【横浜市栄区】横浜栄共済病院、院長らが新医療材料開発 手術成功、世界初の症例
栄区桂町の国家公務員共済組合連合会横浜栄共済病院の土屋弘行院長(金沢大学名誉教授/整形外科・68)らがこのほど、ヨード処理技術を用いた世界初の整形外科用インプラントを開発した。同機器を使った初の手術が11月19日に行われ、土屋院長らが執刀した。

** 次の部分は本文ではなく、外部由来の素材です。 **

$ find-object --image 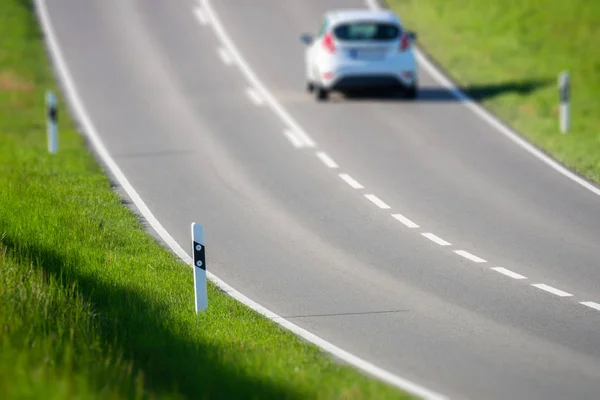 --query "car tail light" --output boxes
[323,32,335,54]
[398,34,410,51]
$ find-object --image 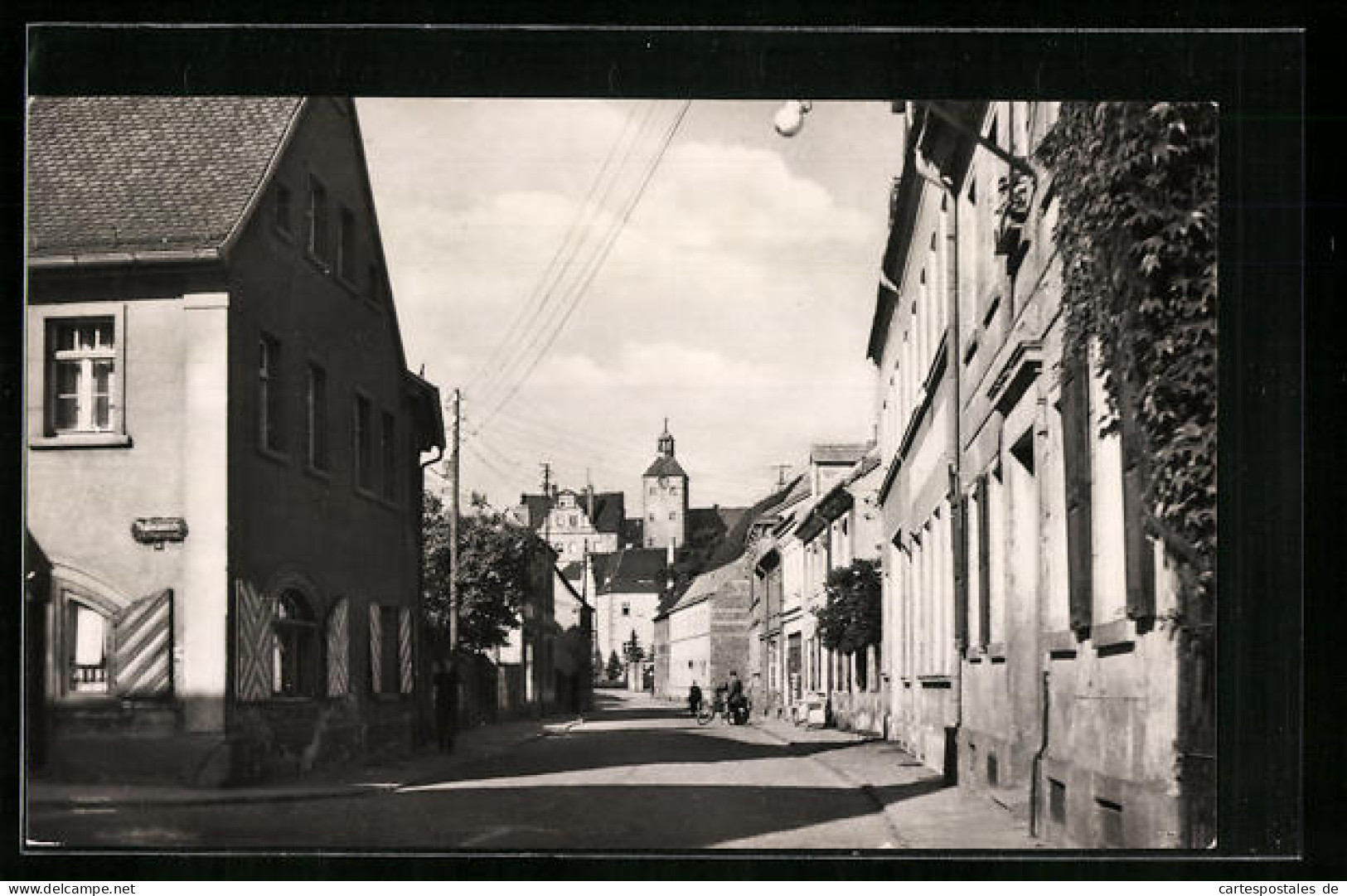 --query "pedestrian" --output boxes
[729,671,748,725]
[435,659,458,753]
[687,682,702,718]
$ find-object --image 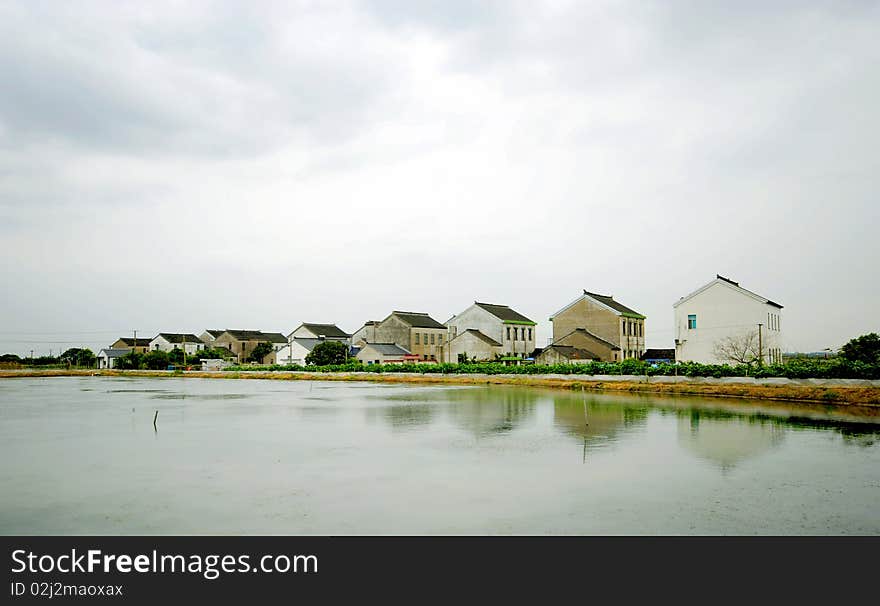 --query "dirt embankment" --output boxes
[0,370,880,407]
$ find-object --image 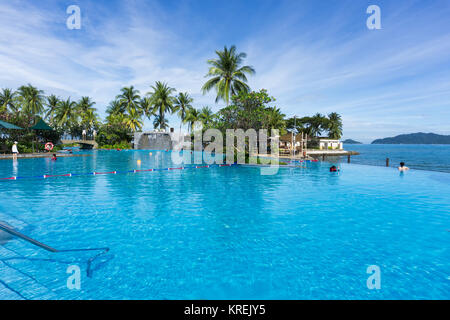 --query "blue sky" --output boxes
[0,0,450,142]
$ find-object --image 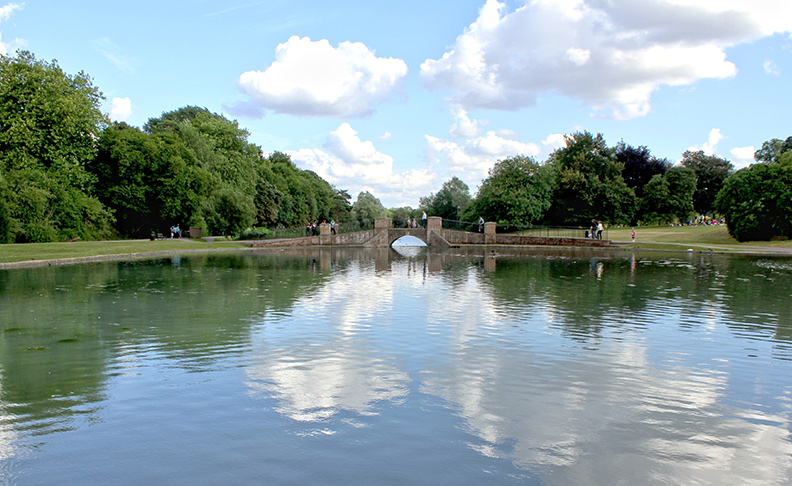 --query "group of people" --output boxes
[305,219,337,236]
[586,219,605,240]
[406,211,427,228]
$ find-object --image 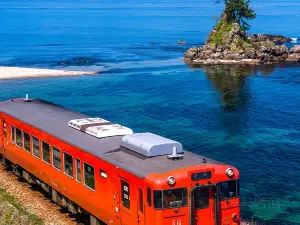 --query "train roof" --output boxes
[0,99,221,178]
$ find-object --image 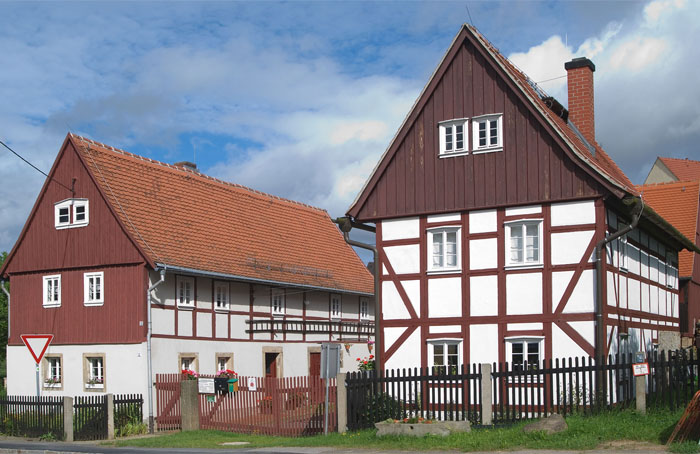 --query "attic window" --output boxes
[439,118,469,155]
[54,199,90,229]
[472,114,503,153]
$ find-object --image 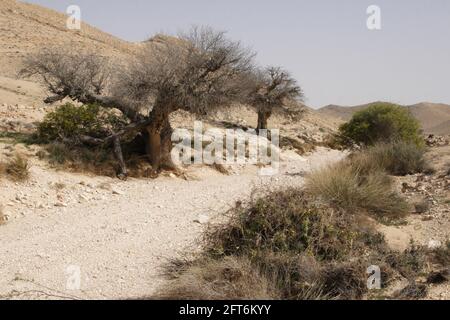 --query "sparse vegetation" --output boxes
[0,205,8,226]
[157,188,412,299]
[306,160,409,217]
[339,103,424,146]
[350,141,433,176]
[0,153,30,181]
[157,188,448,300]
[157,257,278,300]
[21,27,254,176]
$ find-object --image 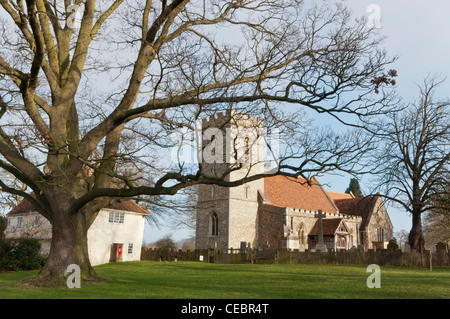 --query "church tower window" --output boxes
[210,213,219,236]
[244,136,250,163]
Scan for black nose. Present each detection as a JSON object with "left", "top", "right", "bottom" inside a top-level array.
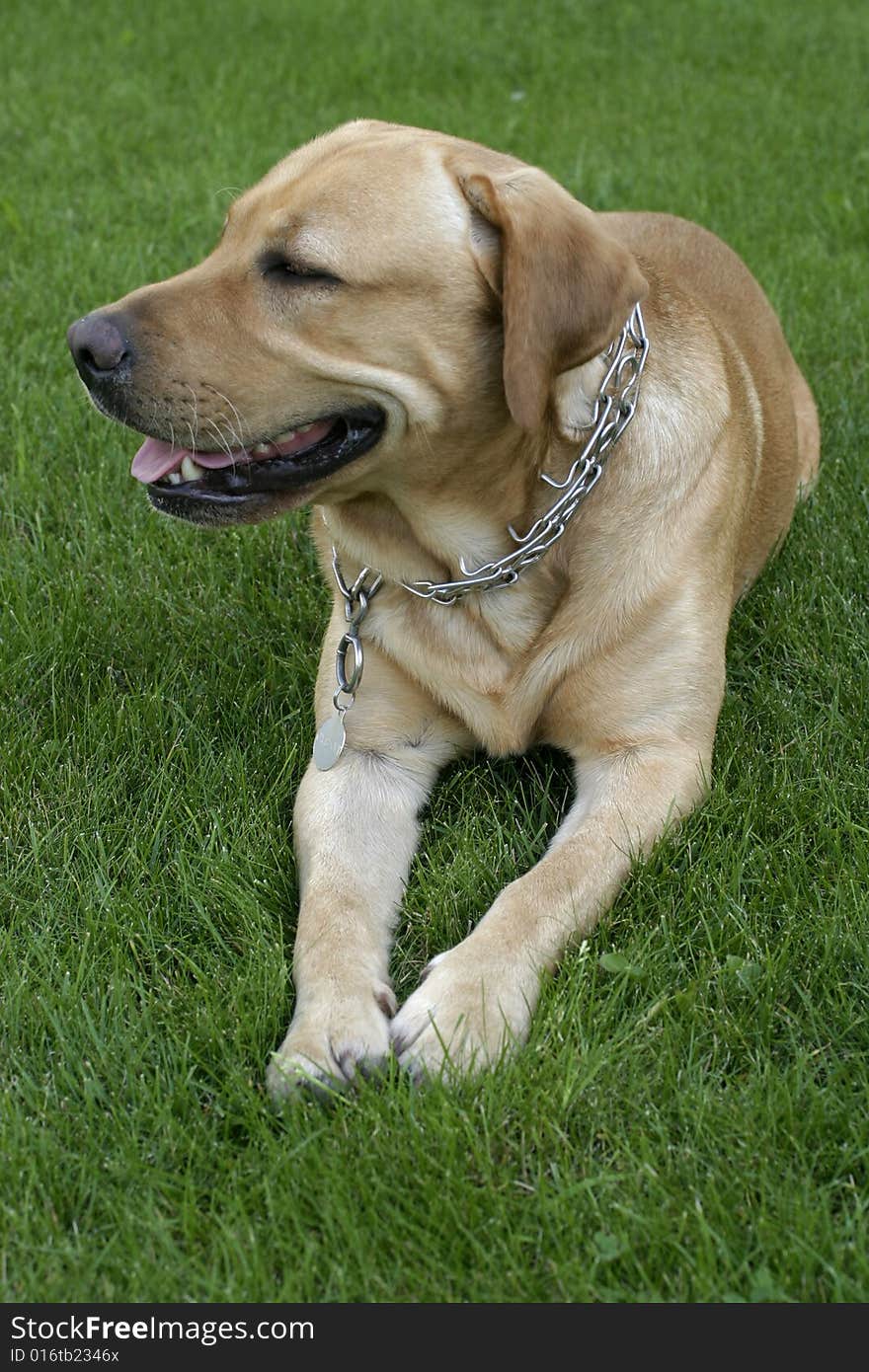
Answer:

怪我をした時に使う茶色の消毒液の主成分で殺菌作用のあるヨードの力を利用して、医療機器に抗菌性を持たせる技術をヨード処理技術と呼ぶ。
土谷院長は金沢大時代から約20年にわたり抗菌インプラントの開発・研究をテーマとしてきた。同病院の白井寿治整形外科統括部長(54)と二人三脚で大学時代に研究に没頭。チタンに着目し、ヨウ素化合物を表面にコーティングする方法を発見した。ウサギなどでの安全性試験や有効性試験、人体への臨床試験などを経て、新開発した整形外科用インプラントの薬事承認が長い歳月をかけて下りた。11月に同病院でこの医療機器を使った初めての人工股関節全置換術が行われた。インプラント表面が抗菌処理されているため、同手術の際に発生する周囲感染の抑制などに期待が持てる。「今後、様々な部位に広げられる可能性はある。患者さまに貢献できるのは嬉しい」と二人は口を揃えた。